Отход от догмы порождает попытки постичь Бога через личный духовный контакт с ним или логическое осмысление отправных положений религии. Нетерпимость, которую мемы-триумфаторы избрали оружием в борьбе за точность воспроизводства, сдерживает общение между собой людей разных религий. Крайняя степень такой нетерпимости — религиозная война — выступает способом не только обратить в свою веру, но и установить границу с иноверцами: в ходе религиозной войны мемы жертвуют частью носителей, чтобы остальные сохраняли их крепче. Сотни тысяч жертв религиозных конфликтов — вот цена, которую пришлось заплатить верующим, чтобы выжили их мемы. Но, к счастью, этот способ не абсолютен: одним из следствий Крестовых походов стал как раз возросший информационный обмен между отдаленными и населенными людьми конфликтующих между собой религий ареалами: если западноевропейские хронисты X–XI веков плохо представляют себе нравы и порядки Ближнего Востока, то уже в XII–XIV веках литература о путешествиях в эти страны богата и разнообразна. И пусть суровый августинец Якоб де Витри осуждает обычаи Востока, где ему довелось побывать, и пренебрежительно отзывается о мусульманах — именно его письма, так же как и отчеты других участников Крестовых походов и паломников в Святую землю, позволили века спустя заложить фундамент религиозной толерантности в Европе.

Мои меметические братья

Противопоставленные миру, вырванные из прежних отношений — родственных, иерархических, экономических, — люди воспринимают друг друга как самых близких, отказываются от частной собственности, отдавая ее на нужды собратьев. Только их общая вера может принести им спокойствие, только «братья» и «сестры» могут дать им чувство локтя, поддержку. В основе этого ложного «кин-альтруизма», на который провоцируют людей их хозяева-мемы, лежит масса широко известных психологических механизмов. Хорошо известно, что одним из наиболее мощных мотивов, побуждающих людей к вступлению в современные тоталитарные секты и препятствующих выходу оттуда, является ощущение нужности, обретение смысла жизни, проистекающее от того, что люди вокруг не равнодушны и не враждебны, как это свойственно посторонним, а участливы и разделяют те же устремления. Однако если в современных тоталитарных сектах чувство локтя намеренно взращивается духовным лидером, то вплоть до Новейшего времени в религиозных общинах это делалось их мемплексами, нащупавшими все эти механизмы благодаря естественному отбору.

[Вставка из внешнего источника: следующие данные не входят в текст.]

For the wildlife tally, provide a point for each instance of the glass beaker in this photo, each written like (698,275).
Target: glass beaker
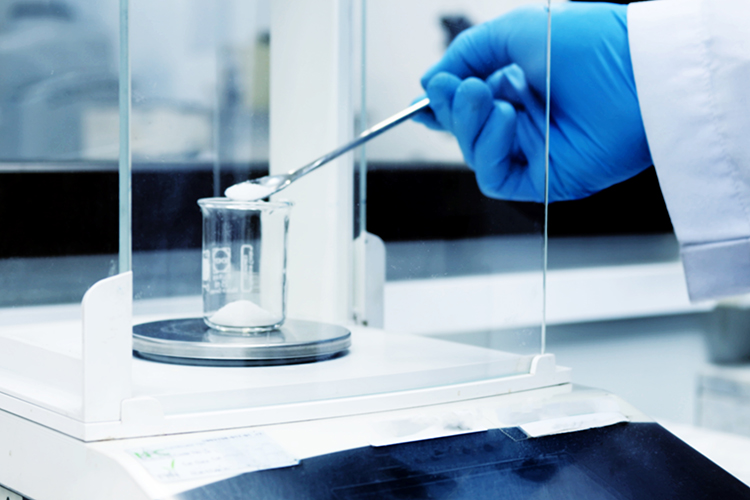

Атмосфера «осажденного города», формируемая агрессией окружающего социума, используется мемплексом к вящей пользе: сплоченная община имеет высокие шансы на продолжение существования. «И никто ничего из имения своего не называл своим, но все у них было общее», «и каждому давалось, в чем кто имел нужду», — описывают авторы «Деяний апостолов» порядки, установленные в кругу первохристиан17. Общины, из века в век подвергающиеся давлению, вырабатывают механизмы помощи единоверцам, примером чему может служить традиция пидйон швуим (выкупа пленных — т. е. попавших в рабство или тюрьму единоверцев), которая действовала еще в иудейской Александрии, где существовал особый налог для богатых членов общины; в 1648–1649 годах, во время так называемого Гзерат-Хмельницкий («наказания Хмельницким»), когда украинские казаки взяли в заложники массу польских евреев, общины Османской империи выкупили большую их часть. «И если они услышат, что кто-либо из них пленен или терпит несправедливость за имя Христа, они все заботятся о нем и, если возможно, освобождают его. И если кто-либо из них беден или нуждается, они же не имеют лишних жизненных припасов, то постятся в течение двух или трех дней, чтобы восполнить его нужду» — так рисует нравы раннехристианской общины Аристид Философ18. С. В. Максимов упоминает скопческую традицию встречать каждую идущую через город партию арестантов — если в ней были «белые голуби», им оказывали материальную помощь19.